RELIGION/Angélus: l’Avent, un temps de grâce pour «purifier notre foi» (VIDEO)

Avant de réciter la prière de l’Angélus depuis le Palais apostolique, le Pape François a commenté les lectures de ce 3e dimanche de l’Avent. Dans l’Évangile, Jean-Baptiste nous montre comment se préparer à la venue du Seigneur: croire en la promesse du salut, renoncer au péché et se laisser interpeller par Dieu. Alors l’invitation à la joie du prophète Isaïe peut devenir réalité.

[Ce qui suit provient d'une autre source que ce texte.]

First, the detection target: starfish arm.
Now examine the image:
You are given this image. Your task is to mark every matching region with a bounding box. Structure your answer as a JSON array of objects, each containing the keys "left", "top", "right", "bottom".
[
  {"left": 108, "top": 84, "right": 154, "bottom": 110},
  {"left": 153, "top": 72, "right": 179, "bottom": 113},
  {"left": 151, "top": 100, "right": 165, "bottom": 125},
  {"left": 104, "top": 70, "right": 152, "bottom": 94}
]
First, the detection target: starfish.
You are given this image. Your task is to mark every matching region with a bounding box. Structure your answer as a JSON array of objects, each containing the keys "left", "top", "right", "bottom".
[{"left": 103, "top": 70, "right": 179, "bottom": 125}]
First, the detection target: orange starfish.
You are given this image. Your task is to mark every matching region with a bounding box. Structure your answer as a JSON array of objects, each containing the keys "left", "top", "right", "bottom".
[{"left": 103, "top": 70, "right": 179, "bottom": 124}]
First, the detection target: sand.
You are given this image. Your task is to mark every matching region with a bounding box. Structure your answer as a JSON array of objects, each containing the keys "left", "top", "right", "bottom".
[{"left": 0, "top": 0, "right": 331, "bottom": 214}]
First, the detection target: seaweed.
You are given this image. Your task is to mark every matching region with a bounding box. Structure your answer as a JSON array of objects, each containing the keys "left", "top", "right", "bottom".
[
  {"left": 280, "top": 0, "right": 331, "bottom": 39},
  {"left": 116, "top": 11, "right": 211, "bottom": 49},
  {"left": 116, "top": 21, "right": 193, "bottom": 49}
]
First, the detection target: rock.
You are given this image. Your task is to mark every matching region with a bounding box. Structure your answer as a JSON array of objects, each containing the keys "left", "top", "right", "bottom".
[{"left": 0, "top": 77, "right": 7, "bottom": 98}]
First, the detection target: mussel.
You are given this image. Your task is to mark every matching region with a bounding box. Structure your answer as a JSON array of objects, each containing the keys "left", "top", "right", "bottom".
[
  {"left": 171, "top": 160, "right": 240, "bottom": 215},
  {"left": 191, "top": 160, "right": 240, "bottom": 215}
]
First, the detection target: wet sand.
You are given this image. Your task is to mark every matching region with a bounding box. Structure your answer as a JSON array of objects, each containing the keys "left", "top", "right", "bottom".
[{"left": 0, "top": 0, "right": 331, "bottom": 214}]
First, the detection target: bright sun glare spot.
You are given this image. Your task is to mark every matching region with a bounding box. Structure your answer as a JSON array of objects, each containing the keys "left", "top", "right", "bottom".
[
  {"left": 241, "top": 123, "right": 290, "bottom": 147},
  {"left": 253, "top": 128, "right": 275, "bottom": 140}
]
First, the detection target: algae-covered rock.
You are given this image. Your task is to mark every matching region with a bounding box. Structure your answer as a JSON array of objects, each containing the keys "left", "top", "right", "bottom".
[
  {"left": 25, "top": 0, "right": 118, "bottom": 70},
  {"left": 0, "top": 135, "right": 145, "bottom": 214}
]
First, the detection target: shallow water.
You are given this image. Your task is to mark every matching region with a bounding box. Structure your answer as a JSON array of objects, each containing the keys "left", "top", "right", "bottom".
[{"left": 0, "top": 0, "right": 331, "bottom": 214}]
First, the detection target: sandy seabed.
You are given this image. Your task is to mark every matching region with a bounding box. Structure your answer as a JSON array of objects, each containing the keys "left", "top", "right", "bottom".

Joie et doute sont deux traits qui se dégagent des lectures de ce dimanche dit “de Gaudete” – dimanche “de la joie” -, par la voix de deux prophètes, Isaïe et Jean-Baptiste. «Joie et doute sont deux expériences qui font partie de notre vie», a par ailleurs souligné le Saint-Père devant les fidèles rassemblés Place Saint-Pierre.

Ne pas se laisser submerger par le doute

Mais malgré son questionnement – «Es-tu celui qui doit venir, ou devons-nous en attendre un autre ?» (Mt 11, 3) – Jean-Baptiste de ne se décourage pas. «L’homme de Dieu regarde au-delà, car l’Esprit Saint fait sentir à son cœur la puissance de sa promesse, et il annonce le salut». Croire dans le salut apporté par Dieu transforme tout, comme en témoigne la promesse d’Isaïe («Alors se dessilleront les yeux des aveugles, et s’ouvriront les oreilles des sourds» Is 35, 5-6), puis les œuvres du Christ: «Les aveugles retrouvent la vue, et les boiteux marchent, les lépreux sont purifiés, et les sourds entendent, les morts ressuscitent, et les pauvres reçoivent la Bonne Nouvelle» (Mt 11, 5). «Le salut enveloppe tout l’homme et le régénère», a insisté François.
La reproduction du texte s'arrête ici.